The film is not one of the many of that time  with  a solid and varied supporting cast. Only the ever reliable Millard Mitchell has a substantial role as John Lund’s boss .


Billy Wilder.

A film I can watch again and again.




8 responses »

  1. Glad you have as much love for “A Foreign Affair” as I do! Nothing is as good as a Billy Wilder picture – a mixture of comedy, cynicism and good old-fashioned story telling. I’ve said it before, Berlin must have suffered a lot worse than many of the British cities that were bombed and the location footage shot there for this film confirms that. Hardly a building left intact. To get back to “A Foreign Affair” though – I love how Wilder used Frederick Hollander as Marlene’s accompanist in the night club sequences – just right!
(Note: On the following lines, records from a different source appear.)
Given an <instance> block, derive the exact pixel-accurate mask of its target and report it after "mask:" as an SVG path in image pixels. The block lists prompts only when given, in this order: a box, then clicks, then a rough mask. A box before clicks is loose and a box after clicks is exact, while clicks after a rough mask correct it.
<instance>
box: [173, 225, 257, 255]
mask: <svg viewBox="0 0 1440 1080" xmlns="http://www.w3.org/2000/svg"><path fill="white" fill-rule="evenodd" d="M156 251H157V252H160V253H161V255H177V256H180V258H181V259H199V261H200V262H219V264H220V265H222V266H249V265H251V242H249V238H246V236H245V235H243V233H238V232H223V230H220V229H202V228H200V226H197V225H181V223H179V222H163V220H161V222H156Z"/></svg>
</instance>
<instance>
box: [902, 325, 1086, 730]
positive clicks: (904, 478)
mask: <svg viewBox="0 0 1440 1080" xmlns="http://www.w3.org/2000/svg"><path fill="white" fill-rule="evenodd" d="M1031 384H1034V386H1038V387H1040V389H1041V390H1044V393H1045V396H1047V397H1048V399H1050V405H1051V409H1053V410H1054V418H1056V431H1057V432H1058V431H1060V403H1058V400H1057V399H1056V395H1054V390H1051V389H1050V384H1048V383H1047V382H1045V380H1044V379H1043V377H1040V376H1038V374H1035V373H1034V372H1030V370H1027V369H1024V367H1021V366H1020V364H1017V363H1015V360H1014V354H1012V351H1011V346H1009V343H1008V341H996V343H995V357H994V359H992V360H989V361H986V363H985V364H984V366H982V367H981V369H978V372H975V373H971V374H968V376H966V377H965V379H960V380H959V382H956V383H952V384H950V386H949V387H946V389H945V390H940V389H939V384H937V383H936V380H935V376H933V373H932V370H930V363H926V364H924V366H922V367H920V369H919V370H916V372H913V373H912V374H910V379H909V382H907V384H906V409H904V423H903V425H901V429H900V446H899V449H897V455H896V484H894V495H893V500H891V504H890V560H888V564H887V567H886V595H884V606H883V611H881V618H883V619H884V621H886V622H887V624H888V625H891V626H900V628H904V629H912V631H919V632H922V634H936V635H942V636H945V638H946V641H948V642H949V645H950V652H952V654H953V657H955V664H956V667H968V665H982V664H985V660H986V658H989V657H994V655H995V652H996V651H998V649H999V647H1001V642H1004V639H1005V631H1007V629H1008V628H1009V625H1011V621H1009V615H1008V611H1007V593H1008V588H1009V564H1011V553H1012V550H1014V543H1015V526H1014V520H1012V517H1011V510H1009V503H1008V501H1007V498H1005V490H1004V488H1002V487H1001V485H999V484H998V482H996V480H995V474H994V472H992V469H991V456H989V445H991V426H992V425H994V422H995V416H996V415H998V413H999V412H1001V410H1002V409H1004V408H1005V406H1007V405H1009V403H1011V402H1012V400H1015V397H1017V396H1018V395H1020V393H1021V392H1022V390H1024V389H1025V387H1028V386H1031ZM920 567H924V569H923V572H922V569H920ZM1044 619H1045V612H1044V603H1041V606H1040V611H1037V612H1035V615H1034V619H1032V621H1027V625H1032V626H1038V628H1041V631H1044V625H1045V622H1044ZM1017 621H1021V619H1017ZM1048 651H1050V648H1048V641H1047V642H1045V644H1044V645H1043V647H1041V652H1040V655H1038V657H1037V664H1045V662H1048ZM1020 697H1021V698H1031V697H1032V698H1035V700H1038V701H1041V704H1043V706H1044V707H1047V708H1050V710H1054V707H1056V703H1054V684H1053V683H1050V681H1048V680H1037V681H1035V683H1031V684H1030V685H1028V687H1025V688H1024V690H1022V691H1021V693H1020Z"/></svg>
  2. Wilder, just by filming in Berlin, was reminding folk of the horrors of war.
    It was great to have Hollander part of the movie. And for anyone who might not know, he wrote Marlene’s ‘ Falling in love again’.
    I know you love Marlene and her songs in ‘Foreign Affair’ are so well done .

  3. I like this film too. I’m always interested in movies set in Europe right after WW2. No studio set could ever convey the absolute devastation brought on by falling bombs, so on-location filming was absolutely essential.
    Apart from The Third Man obviously, The Man Between and Berlin Express were also film on location.

    On a different note, I love the name Phoebe Frost! About John Lund, he was a pleasant actor but somehow the spark that would have made him a star was missing.

  4. “A Foreign Affair” was lighter but still conveyed some of what life was like in Berlin. As you say, filming on location was important.
    I too love that name – so appropriate for the character.
    Can’t agree about John. I’m a fan!

  5. Surprising to learn that John was 35 when he made his film debut!. Old by Hollywood standards. Paramount seemed to lose interest in him by 49. Sad to see him in those My Friend Irma pictures which did nothing for his career.

  6. Thanks for the reminder of what a great film this is. I think Lund was very well cast, and Dietrich and Jean Arthur were, of course, seasoned pros at the full height of their talents. Jean’s “Iowa Corn Song” never fails to crack me up.